Sheer gut-level incredulity makes you want to be really skeptical of these results. Even I don’t want to believe that people can be that stupid. So we could start by criticizing the sample size, a modest 160. Or we could talk about cultural constraints: the study was limited to Sweden, and the Swedes are (in my limited experience) far less prone to the kind of religion-fueled batshit insanity that ignites so many hot-button issues in the US. One can accept that these results apply to one group while still doubting that they’d generalize to a population of delusional fanatics. (Or even among those who are just more actively engaged. Respondents who described themselves as “politically active” were especially likely to detect the reversal— to be “rejecters” instead of “accepters”, in the parlance of the study.)
But you know, N=160 is nothing to sneeze at; if the size of Hall et al‘s sample had been wanting, well, that’s why we have statistics, and according to the stats these findings are significant. And the researchers did choose a politically-contentious issue to survey, so those filling out the form were likely to both be familiar with the issue and to have firmly-established opinions about it. Hall et al‘s’ measure of “acceptance” for a reversed result was very forgiving, too; respondents were encouraged to express doubts or reservations (So, nothing about this study felt kind of odd to you? Nothing at all?), right up to being explicitly shown how they’d been tricked. Even then, if they claimed to remember feeling even the teensiest bit doubtful during the survey, they were let off the hook and reclassified as “rejectors”.
Finally, while political activism may have been correlated with detecting the reversal, simple extremism was not: absolutist 1 and 9 respondents were no less likely to be fooled than the more moderate fours and sixes. You might infer from this that while informed opinion is relatively hard to shake, people whose opinions are both extreme and ignorant are especially easy to reprogram — and that demographic is huge enough to affect the outcome of pretty much any election.
Let’s put aside, for the moment, the fact that this runs counter to everything I’ve ever experienced when dealing with ignorant extremists in North America. Let’s play devil’s advocate, and ask: why shouldn’t these results be valid? They’re utterly consistent with the haphazard way our brains parse reality. Distracted for a moment, we don’t notice that the person we were just talking to has been replaced by someone else. Watching a circle of people throwing balls back and forth, we don’t notice a guy in a gorilla suit waving at us from the center of our visual field. Buildings pop into and out of existence during any number of perceptual experiments; most of the time, we just don’t see it happen. Why would the perception of our inner thoughts be any more reliable than that of the physical world outside our eyeballs?
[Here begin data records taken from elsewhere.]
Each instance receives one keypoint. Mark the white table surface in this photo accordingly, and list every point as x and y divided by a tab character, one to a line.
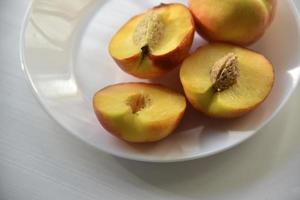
39	160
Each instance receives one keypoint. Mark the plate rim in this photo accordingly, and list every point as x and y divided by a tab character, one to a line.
133	157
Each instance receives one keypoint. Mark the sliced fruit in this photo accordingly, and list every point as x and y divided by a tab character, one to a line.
234	21
152	43
139	112
253	78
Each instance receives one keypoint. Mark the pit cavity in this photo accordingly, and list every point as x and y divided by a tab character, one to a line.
138	102
149	31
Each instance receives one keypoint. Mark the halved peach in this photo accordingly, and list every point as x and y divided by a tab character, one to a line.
226	81
239	22
152	43
139	112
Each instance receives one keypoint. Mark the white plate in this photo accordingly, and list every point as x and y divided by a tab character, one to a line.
64	54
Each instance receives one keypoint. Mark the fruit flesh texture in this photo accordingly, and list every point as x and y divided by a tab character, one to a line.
139	112
172	48
234	21
254	83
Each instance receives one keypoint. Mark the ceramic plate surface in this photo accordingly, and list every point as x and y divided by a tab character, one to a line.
65	57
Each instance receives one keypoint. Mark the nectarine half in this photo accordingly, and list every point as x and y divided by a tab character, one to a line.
226	81
139	112
154	42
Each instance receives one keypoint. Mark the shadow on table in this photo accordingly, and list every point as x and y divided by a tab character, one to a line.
229	171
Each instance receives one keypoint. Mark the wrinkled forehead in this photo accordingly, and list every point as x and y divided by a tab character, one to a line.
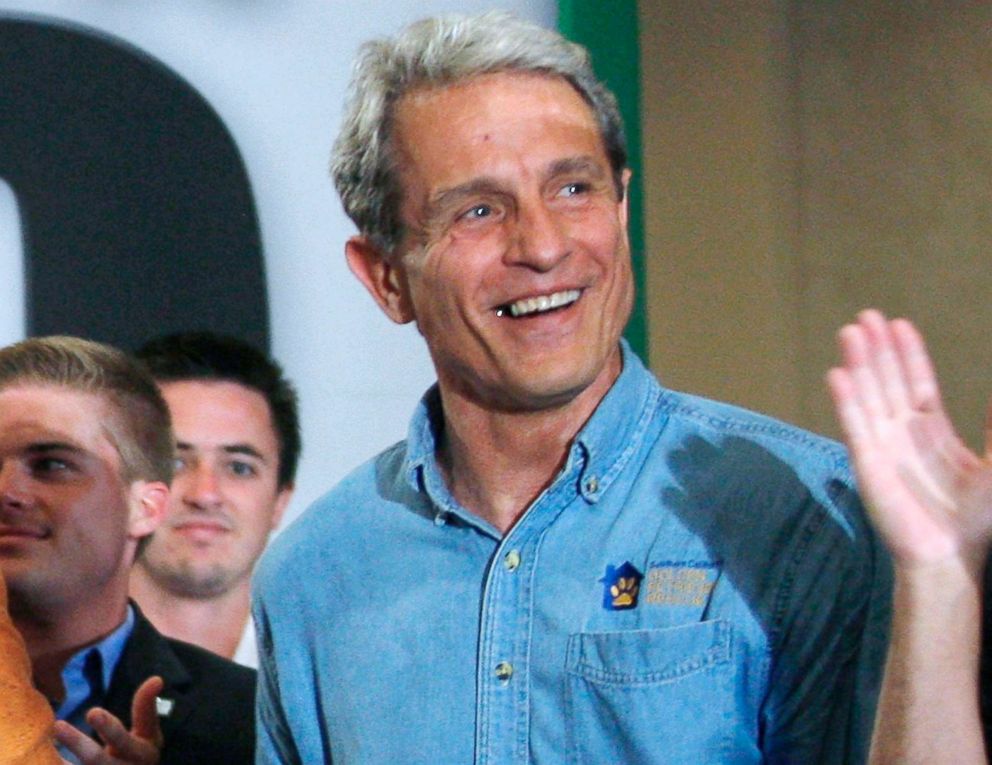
87	420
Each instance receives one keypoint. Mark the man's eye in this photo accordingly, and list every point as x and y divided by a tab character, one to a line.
574	189
49	465
477	212
242	469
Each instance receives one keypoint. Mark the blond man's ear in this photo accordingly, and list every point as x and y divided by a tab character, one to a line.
148	503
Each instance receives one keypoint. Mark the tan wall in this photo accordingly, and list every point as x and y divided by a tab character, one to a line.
805	160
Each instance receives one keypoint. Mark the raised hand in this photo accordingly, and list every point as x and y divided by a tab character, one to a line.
929	495
139	746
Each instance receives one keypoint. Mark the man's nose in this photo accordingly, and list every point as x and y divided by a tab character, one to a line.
13	492
201	487
542	238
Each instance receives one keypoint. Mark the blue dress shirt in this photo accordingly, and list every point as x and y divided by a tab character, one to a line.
698	584
86	677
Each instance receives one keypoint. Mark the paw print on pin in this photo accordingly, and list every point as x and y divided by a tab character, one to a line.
621	585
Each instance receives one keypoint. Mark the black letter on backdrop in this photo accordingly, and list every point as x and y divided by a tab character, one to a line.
138	216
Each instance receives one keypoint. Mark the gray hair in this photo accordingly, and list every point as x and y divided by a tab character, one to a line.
438	52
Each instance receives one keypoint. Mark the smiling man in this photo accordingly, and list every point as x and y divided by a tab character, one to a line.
237	443
563	561
85	462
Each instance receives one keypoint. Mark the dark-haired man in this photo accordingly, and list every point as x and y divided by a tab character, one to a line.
237	434
85	462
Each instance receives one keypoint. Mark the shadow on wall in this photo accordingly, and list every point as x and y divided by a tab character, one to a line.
136	210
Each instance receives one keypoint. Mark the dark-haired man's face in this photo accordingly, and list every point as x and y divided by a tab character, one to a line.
225	497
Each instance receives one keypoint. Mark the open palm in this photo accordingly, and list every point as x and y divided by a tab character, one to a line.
929	495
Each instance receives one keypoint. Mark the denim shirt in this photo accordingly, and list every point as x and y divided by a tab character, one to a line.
697	585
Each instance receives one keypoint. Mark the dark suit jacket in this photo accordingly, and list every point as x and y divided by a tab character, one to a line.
212	719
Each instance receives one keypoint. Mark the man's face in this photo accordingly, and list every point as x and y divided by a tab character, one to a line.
514	261
68	522
224	500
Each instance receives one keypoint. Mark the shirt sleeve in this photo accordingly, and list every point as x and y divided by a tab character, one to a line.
274	743
26	718
829	642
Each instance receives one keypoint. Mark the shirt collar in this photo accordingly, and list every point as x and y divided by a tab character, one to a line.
84	684
604	444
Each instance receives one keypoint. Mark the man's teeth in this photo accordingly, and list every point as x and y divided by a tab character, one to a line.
539	304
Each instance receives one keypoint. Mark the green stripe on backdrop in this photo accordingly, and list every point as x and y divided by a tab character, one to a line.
608	28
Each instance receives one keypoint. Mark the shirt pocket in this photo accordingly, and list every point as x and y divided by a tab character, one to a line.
644	697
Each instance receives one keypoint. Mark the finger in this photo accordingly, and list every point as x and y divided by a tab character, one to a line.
144	715
109	728
865	384
885	361
988	432
850	415
85	749
919	370
122	745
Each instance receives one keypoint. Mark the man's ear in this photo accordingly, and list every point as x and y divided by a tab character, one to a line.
382	276
147	506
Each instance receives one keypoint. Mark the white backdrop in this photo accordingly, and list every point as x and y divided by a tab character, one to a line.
275	71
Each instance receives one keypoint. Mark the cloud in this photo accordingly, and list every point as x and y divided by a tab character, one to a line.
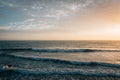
4	28
45	14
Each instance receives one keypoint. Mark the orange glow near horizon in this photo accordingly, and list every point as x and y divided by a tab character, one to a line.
99	23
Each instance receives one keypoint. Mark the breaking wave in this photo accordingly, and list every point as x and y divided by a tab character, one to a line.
58	50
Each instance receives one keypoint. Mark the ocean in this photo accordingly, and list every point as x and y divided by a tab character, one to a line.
60	60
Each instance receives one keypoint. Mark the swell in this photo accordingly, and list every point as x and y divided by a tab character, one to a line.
58	50
29	72
63	61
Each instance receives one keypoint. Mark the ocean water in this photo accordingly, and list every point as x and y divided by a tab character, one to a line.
60	60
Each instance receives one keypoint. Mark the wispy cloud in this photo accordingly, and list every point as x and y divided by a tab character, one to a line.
44	14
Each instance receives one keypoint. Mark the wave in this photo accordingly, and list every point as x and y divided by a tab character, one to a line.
23	71
29	72
58	50
64	61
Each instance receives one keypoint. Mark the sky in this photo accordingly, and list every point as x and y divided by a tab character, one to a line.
59	19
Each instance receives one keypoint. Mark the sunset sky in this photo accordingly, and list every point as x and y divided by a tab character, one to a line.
59	19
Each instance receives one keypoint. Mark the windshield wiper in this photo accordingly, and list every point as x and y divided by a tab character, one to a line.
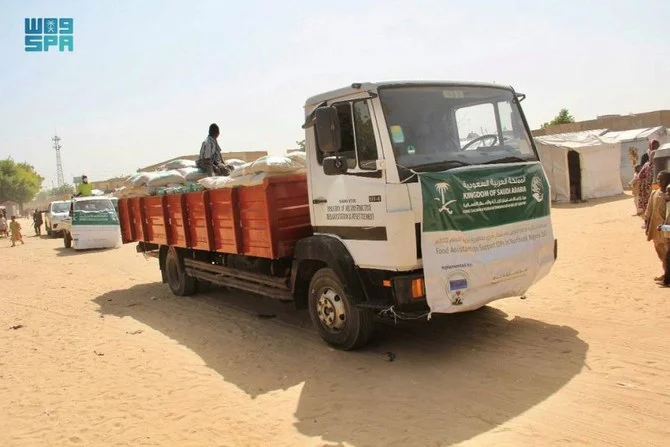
510	159
446	164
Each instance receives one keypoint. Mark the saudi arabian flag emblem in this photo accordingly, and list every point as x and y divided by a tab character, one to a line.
486	233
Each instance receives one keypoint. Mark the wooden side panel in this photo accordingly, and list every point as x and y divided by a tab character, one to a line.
176	220
154	219
125	222
255	222
137	228
198	222
289	213
225	217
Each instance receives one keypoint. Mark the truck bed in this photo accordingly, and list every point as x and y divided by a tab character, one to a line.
263	221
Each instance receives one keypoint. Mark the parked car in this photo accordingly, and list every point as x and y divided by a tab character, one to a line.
55	216
92	223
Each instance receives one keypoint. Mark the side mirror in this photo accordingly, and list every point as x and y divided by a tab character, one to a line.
327	129
336	165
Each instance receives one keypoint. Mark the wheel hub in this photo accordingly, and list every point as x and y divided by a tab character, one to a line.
331	310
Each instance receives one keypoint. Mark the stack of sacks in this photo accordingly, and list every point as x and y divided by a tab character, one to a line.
251	174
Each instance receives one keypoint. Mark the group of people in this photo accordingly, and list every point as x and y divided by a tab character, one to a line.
13	230
652	205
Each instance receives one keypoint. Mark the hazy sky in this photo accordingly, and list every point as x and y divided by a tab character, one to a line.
147	78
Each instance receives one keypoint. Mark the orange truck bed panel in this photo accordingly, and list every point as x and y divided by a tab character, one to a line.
263	221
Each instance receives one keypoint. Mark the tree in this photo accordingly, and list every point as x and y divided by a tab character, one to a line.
563	117
19	182
65	189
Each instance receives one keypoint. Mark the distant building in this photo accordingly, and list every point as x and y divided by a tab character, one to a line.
612	123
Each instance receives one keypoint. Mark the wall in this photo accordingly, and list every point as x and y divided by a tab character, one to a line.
624	122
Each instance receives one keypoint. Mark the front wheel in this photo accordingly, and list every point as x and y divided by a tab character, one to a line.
339	322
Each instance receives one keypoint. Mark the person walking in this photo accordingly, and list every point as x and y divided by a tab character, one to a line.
654	218
37	222
15	228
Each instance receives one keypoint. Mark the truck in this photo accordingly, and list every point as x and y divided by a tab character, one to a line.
55	217
418	198
92	223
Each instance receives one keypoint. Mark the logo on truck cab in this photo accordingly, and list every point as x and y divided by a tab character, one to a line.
442	189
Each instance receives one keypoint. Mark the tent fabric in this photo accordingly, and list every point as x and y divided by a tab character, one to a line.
600	164
634	143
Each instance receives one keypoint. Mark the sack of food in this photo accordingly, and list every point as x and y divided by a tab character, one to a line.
213	182
141	178
297	158
272	163
192	174
166	178
178	164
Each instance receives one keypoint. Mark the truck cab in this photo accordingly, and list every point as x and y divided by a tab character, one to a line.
92	223
56	215
367	145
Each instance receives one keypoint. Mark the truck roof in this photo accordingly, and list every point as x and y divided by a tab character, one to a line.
89	198
374	86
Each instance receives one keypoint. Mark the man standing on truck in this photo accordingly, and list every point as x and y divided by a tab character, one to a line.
84	188
210	159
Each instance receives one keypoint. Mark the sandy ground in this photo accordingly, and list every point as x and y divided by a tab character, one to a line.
107	356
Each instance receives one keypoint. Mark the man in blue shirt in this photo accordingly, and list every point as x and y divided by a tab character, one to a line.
210	159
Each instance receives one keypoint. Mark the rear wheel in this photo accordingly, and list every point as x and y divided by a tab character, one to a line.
180	283
339	322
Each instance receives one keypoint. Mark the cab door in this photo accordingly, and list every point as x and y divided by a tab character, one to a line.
352	206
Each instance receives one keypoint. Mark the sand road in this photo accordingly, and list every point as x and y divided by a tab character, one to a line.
105	355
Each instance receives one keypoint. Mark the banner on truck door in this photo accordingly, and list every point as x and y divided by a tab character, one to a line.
486	233
98	217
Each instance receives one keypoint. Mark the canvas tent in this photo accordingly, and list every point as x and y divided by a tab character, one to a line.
633	143
581	165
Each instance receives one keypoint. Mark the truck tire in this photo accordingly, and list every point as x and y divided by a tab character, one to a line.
179	282
338	321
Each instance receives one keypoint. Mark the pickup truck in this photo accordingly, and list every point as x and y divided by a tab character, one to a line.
92	223
56	215
418	197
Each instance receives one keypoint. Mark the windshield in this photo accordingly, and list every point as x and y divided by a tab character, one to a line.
433	128
95	205
62	207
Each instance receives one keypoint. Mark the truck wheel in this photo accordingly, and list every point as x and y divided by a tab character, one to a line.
179	282
338	321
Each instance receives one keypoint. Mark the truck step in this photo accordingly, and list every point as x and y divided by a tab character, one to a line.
273	287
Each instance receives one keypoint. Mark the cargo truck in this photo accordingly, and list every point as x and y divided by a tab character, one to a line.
418	197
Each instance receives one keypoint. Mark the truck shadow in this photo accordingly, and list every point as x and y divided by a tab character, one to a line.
64	252
417	383
592	202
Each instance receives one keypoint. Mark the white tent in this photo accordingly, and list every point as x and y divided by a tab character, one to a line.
633	143
581	160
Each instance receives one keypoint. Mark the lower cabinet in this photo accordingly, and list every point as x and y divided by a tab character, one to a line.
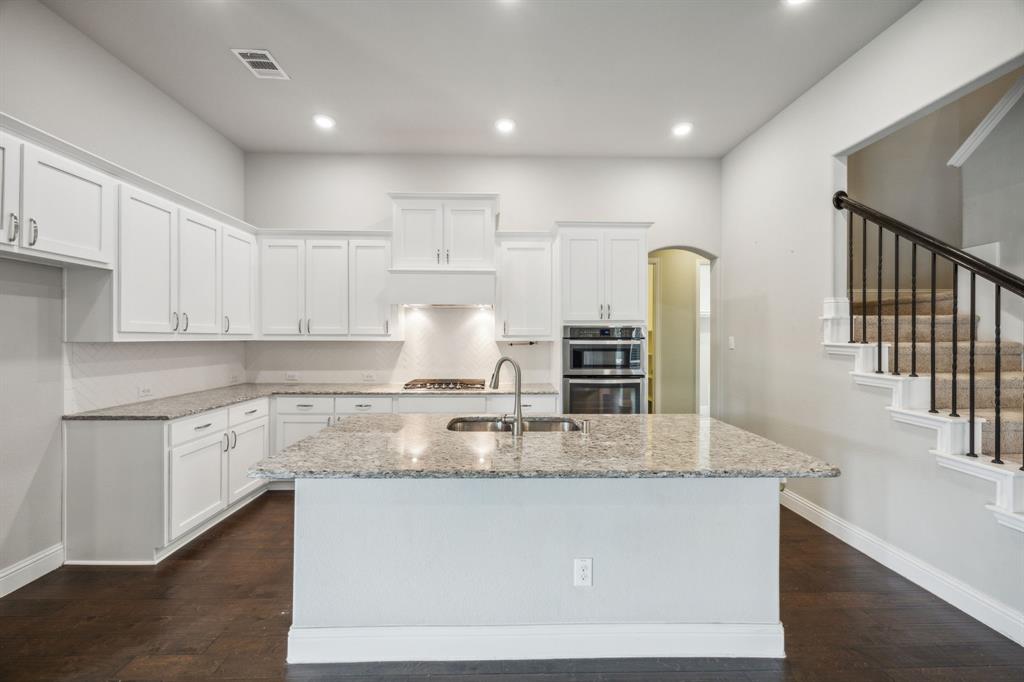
197	482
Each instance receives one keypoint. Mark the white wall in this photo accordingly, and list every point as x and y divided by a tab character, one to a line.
30	414
438	343
777	243
55	78
681	196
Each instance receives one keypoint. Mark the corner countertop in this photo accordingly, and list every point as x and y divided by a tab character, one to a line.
185	405
617	446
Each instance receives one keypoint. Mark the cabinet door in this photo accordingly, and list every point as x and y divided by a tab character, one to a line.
418	233
10	193
625	275
199	278
283	286
327	287
469	235
197	482
146	265
238	274
524	290
292	428
369	309
68	208
583	275
248	445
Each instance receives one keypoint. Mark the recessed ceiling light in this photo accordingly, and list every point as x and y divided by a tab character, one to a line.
505	126
682	129
324	121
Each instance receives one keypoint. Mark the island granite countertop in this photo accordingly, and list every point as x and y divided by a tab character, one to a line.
185	405
617	446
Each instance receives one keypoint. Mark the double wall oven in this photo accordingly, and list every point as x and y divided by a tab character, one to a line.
603	370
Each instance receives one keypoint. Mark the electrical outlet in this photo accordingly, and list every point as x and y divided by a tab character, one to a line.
583	571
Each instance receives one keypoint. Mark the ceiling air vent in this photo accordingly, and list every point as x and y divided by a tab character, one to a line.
261	64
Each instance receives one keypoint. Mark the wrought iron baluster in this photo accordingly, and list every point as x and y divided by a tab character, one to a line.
913	309
932	340
998	371
952	397
971	399
896	295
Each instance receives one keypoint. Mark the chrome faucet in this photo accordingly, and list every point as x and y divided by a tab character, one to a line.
517	420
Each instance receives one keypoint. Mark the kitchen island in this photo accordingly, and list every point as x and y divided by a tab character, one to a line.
414	543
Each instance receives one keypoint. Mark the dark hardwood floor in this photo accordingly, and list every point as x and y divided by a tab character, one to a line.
220	609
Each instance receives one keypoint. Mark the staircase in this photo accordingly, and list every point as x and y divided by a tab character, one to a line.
888	333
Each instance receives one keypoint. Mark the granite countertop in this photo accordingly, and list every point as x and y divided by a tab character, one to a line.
194	403
617	446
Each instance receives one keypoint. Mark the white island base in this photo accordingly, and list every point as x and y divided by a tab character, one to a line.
482	568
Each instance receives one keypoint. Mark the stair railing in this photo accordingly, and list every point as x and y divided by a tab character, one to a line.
1003	280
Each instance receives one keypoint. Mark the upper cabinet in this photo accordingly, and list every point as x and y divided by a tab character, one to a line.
524	291
604	271
444	231
238	276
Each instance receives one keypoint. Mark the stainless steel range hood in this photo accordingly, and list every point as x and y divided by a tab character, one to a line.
449	289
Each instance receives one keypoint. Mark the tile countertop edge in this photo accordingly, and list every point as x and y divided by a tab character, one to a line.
205	400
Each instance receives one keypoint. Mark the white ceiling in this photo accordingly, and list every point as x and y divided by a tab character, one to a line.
591	78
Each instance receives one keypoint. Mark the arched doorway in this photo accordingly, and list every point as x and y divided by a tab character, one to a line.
679	331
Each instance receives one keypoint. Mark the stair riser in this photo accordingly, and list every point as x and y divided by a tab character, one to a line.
944	360
943	329
924	308
1010	397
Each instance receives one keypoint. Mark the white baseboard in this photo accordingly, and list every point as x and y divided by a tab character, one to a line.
28	569
309	645
995	614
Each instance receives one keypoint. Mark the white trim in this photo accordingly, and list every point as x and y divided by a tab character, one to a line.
30	568
995	614
988	124
311	645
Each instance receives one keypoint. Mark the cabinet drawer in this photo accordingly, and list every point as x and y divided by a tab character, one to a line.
305	406
441	403
353	405
248	411
190	428
531	405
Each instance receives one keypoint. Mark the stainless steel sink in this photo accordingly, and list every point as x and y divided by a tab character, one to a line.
498	425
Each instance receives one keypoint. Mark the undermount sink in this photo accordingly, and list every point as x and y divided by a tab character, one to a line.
498	425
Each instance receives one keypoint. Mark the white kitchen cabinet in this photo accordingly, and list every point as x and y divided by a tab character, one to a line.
283	286
199	273
146	263
10	193
604	273
198	487
68	209
369	310
444	231
524	291
327	288
238	276
248	444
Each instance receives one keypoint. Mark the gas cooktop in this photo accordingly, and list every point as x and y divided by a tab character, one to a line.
445	384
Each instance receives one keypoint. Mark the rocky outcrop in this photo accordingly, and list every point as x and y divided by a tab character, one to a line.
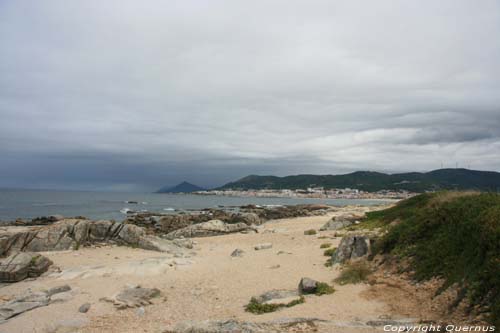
133	297
22	265
29	301
210	228
351	247
71	234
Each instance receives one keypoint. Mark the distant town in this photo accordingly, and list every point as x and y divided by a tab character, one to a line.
312	192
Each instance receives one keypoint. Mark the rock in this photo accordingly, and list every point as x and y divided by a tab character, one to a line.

Hall et al worry about the implications. They fear that the flimsiness of so-called “strong beliefs” might compromise the very idea of Public Opinion, that without taking such effects into account the whole polling-industrial complex might be founded on shifting sand. My own fears are more proximal. I’m not worried about whether people could correct for these effects; I’m worried about people using them. What state or corporation could resist the urge to take such an easy shortcut? Instead of trying to sell the public on your product, just make them believe they’re already sold on it. Instead of campaigning to win over the hearts and minds of the electorate, why not just commission a quick phone survey to make a good chunk of them realize they’ve already been won?
Scary doesn’t begin to cover the proposition.
I mean, I don’t know what I’d do if someone tried to subvert my deep and abiding love for Jesus Christ, my personal Lord and Savior.
1Even those who did notice the difference didn’t realize that the questionnaire had been altered. They just assumed that they’d misread the question the first time around.